Delle classi sociali e di come gli uomini si raccontano e rappresentano si sono occupati spesso i sociolinguisti in un’ottica descrittiva, attenta, ad esempio, al fenomeno delle migrazioni. Più in generale, la sociolinguistica ha indagato l’utilizzo diverso della lingua tra differenti classi sociali, ma il convegno ha l’ambizione di aprire il campo di analisi alle classi sociali così come vengono descritte nei mass media o nella letteratura, nei discorsi egemonici ma anche in quelli di resistenza e opposizione. Il tema scelto dagli organizzatori del convegno, poco battuto e trascurato dall’accademia, con la Brexit e con l’elezione di Donald Trump negli Usa ha riportato in auge la parola “classe” sui giornali, in particolare su quelli di area anglofona. «Nei commenti dei mass media si torna a parlare di classe, seppure per incolpare la working class, la classe operaia bianca, di aver votato Trump e la Brexit perché abbandonata e dimenticata dalla politica – spiega ancora Claudia Ortu –. Riemerge quella stessa classe operaia che fino a poco prima per i media non esisteva».
Un’altra novità è legata al fatto che ora, dopo anni in cui gli studi sul discorso pubblico si sono soffermati soprattutto sulle questioni identitarie e di genere, sembra che finalmente le politiche sull’identità si possano leggere unite a quelle di classe. Si torna dunque a un’identità sfaccettata, che, senza negare differenze di etnia e di genere, riprende a essere analizzata in una dimensione che tiene conto del sistema di produzione e dei rapporti tra le classi.
Tra gli interventi più attesi, giovedì alle 15,30, quello di Mosa Phadi, che ha per titolo “Pakhati. Soweto’s Middling Class” e che è supportato da un docufilm girato dalla stessa studiosa in Sudafrica. Colpita dal fatto che nelle interviste tante persone si definivano classe media, Phadi ha realizzato un filmato in cui segue due donne – una che vive in una casa di lamiera col marito disoccupato e alcolizzato, l’altra che vive in un quartiere residenziale e gira su un’auto di lusso – che pure si definiscono entrambe middle class.
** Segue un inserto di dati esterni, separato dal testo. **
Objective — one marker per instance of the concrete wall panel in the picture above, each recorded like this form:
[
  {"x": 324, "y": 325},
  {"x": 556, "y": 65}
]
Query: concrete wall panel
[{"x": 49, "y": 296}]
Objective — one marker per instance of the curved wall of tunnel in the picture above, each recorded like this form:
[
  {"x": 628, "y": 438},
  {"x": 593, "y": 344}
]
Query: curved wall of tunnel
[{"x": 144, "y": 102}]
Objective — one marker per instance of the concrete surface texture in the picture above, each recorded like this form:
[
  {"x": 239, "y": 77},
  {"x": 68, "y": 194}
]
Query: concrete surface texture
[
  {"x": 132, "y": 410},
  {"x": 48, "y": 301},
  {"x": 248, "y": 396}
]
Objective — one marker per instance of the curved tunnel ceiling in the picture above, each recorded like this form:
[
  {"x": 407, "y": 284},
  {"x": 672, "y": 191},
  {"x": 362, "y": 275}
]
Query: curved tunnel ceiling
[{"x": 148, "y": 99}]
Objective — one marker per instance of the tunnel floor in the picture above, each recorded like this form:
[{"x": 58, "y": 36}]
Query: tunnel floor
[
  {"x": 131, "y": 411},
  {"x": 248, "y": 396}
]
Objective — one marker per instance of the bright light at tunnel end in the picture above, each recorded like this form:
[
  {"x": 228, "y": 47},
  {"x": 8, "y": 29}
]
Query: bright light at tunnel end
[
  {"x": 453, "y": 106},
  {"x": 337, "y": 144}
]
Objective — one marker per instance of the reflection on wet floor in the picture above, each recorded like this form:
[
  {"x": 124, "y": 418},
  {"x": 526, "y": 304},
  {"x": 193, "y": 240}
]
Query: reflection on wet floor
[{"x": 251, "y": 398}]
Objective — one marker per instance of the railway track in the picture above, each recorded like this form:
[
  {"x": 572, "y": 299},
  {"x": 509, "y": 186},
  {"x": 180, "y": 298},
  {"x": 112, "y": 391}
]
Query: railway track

Il film segue le due donne con un montaggio a contrasto.
Venerdì alle 9 il linguista olandese Teun Van Dijk analizzerà le prassi linguistiche dei movimenti contemporanei in una prospettiva capovolta rispetto alle interpretazioni del discorso “razzista” che è il campo di indagine dello studioso. Alle ore 15 dello stesso giorno, Héctor Muñoz, sociolinguista messicano, racconterà il plurilinguismo dei migranti latini, che riflettono un’aspettativa di equilibrio e insieme una simbiosi asimmetrica nella diseguaglianza di classe. Sabato mattina alle 9, Mauro Pala, docente di Letteratura inglese, offrirà una lettura dell’ “Ulisse” di Joyce attraverso le categorie gramsciane di rappresentazione delle classi sociali.
Attorno alle sezioni plenarie che danno conto dell’ampio spettro di approcci al tema del convegno, nei tavoli paralleli si affronteranno altri argomenti. Tra i quali, le canzoni nate intorno alle lotte operaie e il rapporto tra musica colta e musica popolare, ma anche la variegata auto rappresentazione dei popoli nelle gerarchie operanti in America latina, in Africa e in Medio Oriente. Insieme con una rivisitazione dei classici – Marx, Gramsci, Benjamin e Brecht – troveranno spazio una lettura semiotica dei murales sardi, un’analisi del discorso televisivo dei programmi della BBC, uno studio della rappresentazione di classe in alcuni film interpretati da Anna Magnani.